Wetenschap
coprolieten, of fossiele uitwerpselen, van de dinosaurusachtige archosauriër
coprolieten, of versteende uitwerpselen, van de dinosaurusachtige archosauriër Smok wawelski bevatten veel opgekauwde botfragmenten. Dit leidde ertoe dat onderzoekers van de Universiteit van Uppsala concludeerden dat dit toproofdier botten exploiteerde voor zout en merg, een gedrag dat vaak verband houdt met zoogdieren, maar zelden met archosauriërs.
De meeste roofzuchtige dinosaurussen gebruikten hun bladachtige tanden om zich te voeden met het vlees van hun prooi, maar vaak wordt niet gedacht dat ze veel botbrekers zijn. De belangrijkste uitzondering wordt gezien in de grote tyrannosaurids, zoals Tyrannosaurus rex, die tegen het einde van het dinosaurustijdperk door Noord-Amerika zwierven. Men denkt dat de tyrannosauriden osteofaag waren (vrijwillig bot uitbuiten) op basis van bevindingen van botrijke coprolieten, gebeten botten, en hun robuuste tanden worden vaak gedragen.
In een studie gepubliceerd in Wetenschappelijke rapporten , onderzoekers van de Universiteit van Uppsala konden 10 grote coprolieten koppelen aan Smok wawelski, een toproofdier van een laat-Trias (210 miljoen jaar oud) assemblage opgegraven in Polen. Deze tweevoetige, 5-6 meter lang dier leefde zo'n 140 miljoen jaar voor de tyrannosaurids van Noord-Amerika en had een T. rex-achtig uiterlijk, hoewel het niet helemaal duidelijk is of het een echte dinosaurus of een dinosaurusachtige voorloper was.
Drie van de coprolieten werden gescand met behulp van synchrotron-microtomografie. Deze methode is onlangs toegepast op coprolieten en werkt enigszins als een CT-scanner in een ziekenhuis, met dit verschil dat de energie in de röntgenstralen veel sterker is. Dit maakt het mogelijk om interne structuren in fossielen in drie dimensies te visualiseren.
De onderzoekers vonden verschillende verbrijzelde tanden in de fossiele uitwerpselen, waarschijnlijk behorend tot
De coprolieten bleken tot 50 procent botten te bevatten van prooidieren zoals grote amfibieën en juveniele dicynodonts. Verschillende gebroken gekartelde tanden, waarschijnlijk toebehorend aan de coprolietproducent zelf, werden ook gevonden in de coprolieten.
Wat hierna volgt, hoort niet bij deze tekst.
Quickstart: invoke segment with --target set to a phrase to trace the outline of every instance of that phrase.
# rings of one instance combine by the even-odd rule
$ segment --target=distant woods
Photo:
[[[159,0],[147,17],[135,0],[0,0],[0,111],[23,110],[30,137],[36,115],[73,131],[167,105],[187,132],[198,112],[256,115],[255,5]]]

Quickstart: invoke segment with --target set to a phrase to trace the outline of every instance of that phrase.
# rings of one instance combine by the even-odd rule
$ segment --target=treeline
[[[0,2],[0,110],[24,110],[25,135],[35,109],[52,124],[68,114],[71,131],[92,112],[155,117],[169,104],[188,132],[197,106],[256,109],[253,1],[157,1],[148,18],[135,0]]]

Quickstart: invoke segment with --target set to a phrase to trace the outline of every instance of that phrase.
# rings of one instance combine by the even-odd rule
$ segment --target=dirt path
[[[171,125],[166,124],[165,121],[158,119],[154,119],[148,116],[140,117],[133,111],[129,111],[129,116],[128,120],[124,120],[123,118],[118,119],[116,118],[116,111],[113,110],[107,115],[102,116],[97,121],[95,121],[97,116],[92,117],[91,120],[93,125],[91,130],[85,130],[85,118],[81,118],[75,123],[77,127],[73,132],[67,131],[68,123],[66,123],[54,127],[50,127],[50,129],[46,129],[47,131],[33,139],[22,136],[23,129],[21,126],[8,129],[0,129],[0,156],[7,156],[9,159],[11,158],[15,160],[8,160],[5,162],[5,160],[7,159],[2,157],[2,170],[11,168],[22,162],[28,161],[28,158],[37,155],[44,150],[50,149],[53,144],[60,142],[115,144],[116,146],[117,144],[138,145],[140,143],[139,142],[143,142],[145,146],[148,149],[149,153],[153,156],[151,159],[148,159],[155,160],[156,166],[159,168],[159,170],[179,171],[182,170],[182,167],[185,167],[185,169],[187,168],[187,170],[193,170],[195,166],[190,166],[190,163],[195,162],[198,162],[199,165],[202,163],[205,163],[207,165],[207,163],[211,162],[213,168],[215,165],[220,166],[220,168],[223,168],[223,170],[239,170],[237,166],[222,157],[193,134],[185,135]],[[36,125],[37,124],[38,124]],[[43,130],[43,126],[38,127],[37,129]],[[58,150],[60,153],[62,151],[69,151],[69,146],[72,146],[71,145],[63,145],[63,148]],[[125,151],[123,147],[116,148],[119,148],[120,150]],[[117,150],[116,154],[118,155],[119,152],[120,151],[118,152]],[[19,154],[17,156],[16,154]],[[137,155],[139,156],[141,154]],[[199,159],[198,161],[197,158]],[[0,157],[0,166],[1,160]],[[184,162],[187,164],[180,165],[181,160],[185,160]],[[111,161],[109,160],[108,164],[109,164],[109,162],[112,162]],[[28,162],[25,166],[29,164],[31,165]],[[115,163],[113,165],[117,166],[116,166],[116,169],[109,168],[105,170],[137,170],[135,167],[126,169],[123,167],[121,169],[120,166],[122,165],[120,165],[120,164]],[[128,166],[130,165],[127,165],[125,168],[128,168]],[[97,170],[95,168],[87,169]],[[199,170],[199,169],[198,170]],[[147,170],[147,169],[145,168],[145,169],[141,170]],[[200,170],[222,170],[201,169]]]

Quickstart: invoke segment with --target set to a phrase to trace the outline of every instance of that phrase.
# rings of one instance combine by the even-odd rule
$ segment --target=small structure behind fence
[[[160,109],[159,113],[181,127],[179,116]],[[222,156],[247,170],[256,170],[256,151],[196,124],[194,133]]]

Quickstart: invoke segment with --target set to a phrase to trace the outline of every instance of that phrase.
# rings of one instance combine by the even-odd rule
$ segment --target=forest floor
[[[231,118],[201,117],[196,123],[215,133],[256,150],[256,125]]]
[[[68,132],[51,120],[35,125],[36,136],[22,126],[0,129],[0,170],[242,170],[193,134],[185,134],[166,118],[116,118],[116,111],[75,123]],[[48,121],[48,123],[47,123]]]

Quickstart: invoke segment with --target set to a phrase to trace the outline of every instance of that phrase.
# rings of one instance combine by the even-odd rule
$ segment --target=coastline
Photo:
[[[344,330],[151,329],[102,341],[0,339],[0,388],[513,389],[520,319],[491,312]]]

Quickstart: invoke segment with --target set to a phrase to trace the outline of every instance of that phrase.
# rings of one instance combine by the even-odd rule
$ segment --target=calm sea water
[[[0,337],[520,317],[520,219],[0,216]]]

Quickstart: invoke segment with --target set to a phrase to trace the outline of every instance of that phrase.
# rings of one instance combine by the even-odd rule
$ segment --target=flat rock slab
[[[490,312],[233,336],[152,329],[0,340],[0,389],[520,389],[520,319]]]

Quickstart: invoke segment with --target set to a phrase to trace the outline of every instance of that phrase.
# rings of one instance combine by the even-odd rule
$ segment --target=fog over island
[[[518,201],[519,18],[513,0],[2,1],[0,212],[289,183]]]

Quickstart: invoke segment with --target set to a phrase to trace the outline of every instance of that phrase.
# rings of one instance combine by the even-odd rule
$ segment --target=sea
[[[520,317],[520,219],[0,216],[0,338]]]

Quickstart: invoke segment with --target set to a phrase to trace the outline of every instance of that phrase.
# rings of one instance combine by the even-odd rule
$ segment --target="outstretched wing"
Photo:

Dit betekent dat de tanden herhaaldelijk tegen het harde voedsel werden verpletterd (en onvrijwillig ingeslikt) en vervangen door nieuwe.
Verder bewijs voor botverpletterend gedrag is ook te vinden in de fossielen uit dezelfde botbedden in Polen. Deze omvatten versleten tanden en botrijke fossiele regurgitaten van Smok wawelski, evenals talrijke gebroken of gebeten botten.
coprolieten, of fossiele uitwerpselen, van de dinosaurusachtige archosauriër
Verschillende anatomische kenmerken die verband houden met osteofagie, zoals een massief hoofd en robuust lichaam, lijken te worden gedeeld door S. wawelski en de tyrannosaurids, ondanks dat ze in de verte verwant zijn en 140 miljoen jaar uit elkaar leven. Deze grote roofdieren lijken daarom het bewijs te leveren dat vergelijkbare voedingsaanpassingen onafhankelijk worden verworven aan het begin en het einde van het dinosaurustijdperk.